Свидание с Бонапартом
Шрифт:
Мы недолго препирались, и я вернулась обратно. По нашему чудесному саду клубился дым, и вбежавшая госпожа Вурс крикнула, что пожар перекинулся на наше убежище. Могли ли мы, опустошенные потерями и многодневной тревогой, бороться за свое жилье? Да и как это следовало делать, кто знал? Я еще попыталась руководить, я велела Тимоше хватать постели и выносить их на улицу.
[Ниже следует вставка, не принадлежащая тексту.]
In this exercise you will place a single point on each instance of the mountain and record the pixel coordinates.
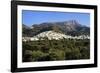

Он метался в дыму, пытаясь выполнить мою просьбу, но при этом нелепо, по-юношески, стараясь не уронить своего достоинства; я прижимала к груди первые попавшиеся под руку предметы, птицы кричали пронзительно, моля о помощи, что-то скрежетало за тонкой дверью оранжереи, и чей-то стон или крик раздавался за стенами. С треском полопались стекла
Мы бросились прочь. По огненному коридору выбежали мы на улицу и, найдя укромное, свободное от пламени место, остановились, тяжело переводя дыхание. Госпожа Вурс очутилась рядом с нами, она рыдала и призывала своего супруга. Невыносимый грохот гибнущего здания разрывал наши сердца. Следовало бы бежать прочь, закрыв глаза, но мы не могли этого сделать, так как с минуты на минуту наши мужчины должны были появиться. Огонь расправлялся со всем ужасающе стремительно и злобно. Было жарко и светло. Казалось, день в разгаре, хотя недоброе, черное небо давно уже висело над нами.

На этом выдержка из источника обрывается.